From playing practical jokes to manipulating currency to performing amazing acts of heroism, our planetmates are a funnier, shrewder, kindlier, more altruistic, and more empathetic bunch than most of us realize.
Thirty years ago, at a now defunct marine park in Palos Verdes, California, a baby orca took ill. The illness itself was nothing noteworthy, but what happened afterward had a profound impact on all who witnessed it.

The staff had used a forklift and stretcher to hoist the 420-pound infant out of the main tank for emergency medical care. In a remarkable act of trust, the baby's parents, Orky and Corky, patiently watched the proceedings from the other side of the tank. The trouble began when the keepers tried to return the baby to the tank. The forklift operator, lacking a clear line of sight, halted the stretcher a few feet above the water, just beyond the grasp of the keepers who were waiting below. As the keepers struggled to reach and release the orca, it began throwing up—which, as trainer Gail Laule recalls, made for a desperate situation.

Orky, the father, then did something he'd never been trained to do. He swam beneath his baby, let a keeper stand on his head, and, using the awesome power of his flukes, held himself steady so the keeper could reach the latch on the stretcher and let the baby slip into the water. Not only did he seem to realize that the humans were trying to help; he appeared to understand that he could help them help.

In December 2005, a female humpback whale did Orky one better—by acknowledging the help. While swimming in the Pacific near San Francisco, the whale found herself entangled in a web of crab traps and lines. A team of divers assembled by Marin County's Marine Mammal Center spent an hour working to free the 50-ton animal. Like Orky, she seemed to realize that they were there to help. And when they succeeded, she swam around them, gently nudging each diver as though saying thank you.

After nearly 40 years of writing about wild animals, I'm still astonished by their "humanity." And sometimes I just have to laugh at their humanness. Wildlife researcher Charlie Russell and his partner, Maureen Enns, were working in the Russian Far East when a mother grizzly bear apparently decided she could trust them to look after her two cubs. Despite the fact that hundreds of grizzlies are killed by hunters and poachers in the area each year, the mother, named Brandy, deputized the humans for daycare duty while she did her foraging.
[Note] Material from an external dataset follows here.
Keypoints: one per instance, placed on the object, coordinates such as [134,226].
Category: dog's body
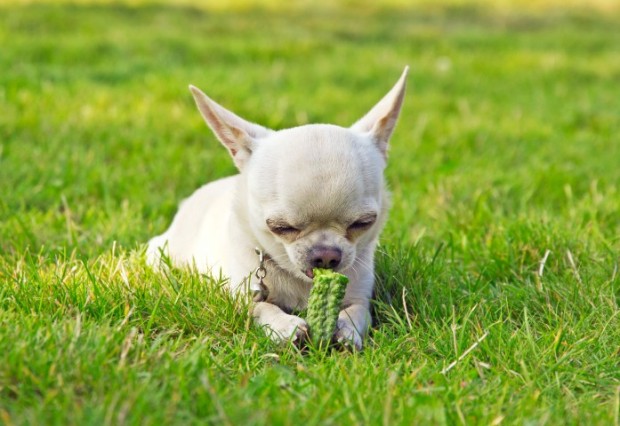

And like many a human parent who's confessed to sneaking away in order to avoid a scene, Brandy cleverly waited until the cubs were distracted before making a quick exit.

These anecdotes are just stories, of course; they're not scientific in the way that strictly controlled studies are. I've come to realize, though, that credible stories can tell us what animals are like in ways that strictly controlled studies cannot. I spent years writing about animal intelligence before it dawned on me that I might convey a fuller picture of the animal mind and—yes—soul by complementing studies with insights I'd collected from hundreds of scientists, zookeepers, and field observers. These days, after years of frustrating attempts to test elusive abilities such as intelligence or language, even behavioral scientists are more willing to consider observation and anecdote as guides.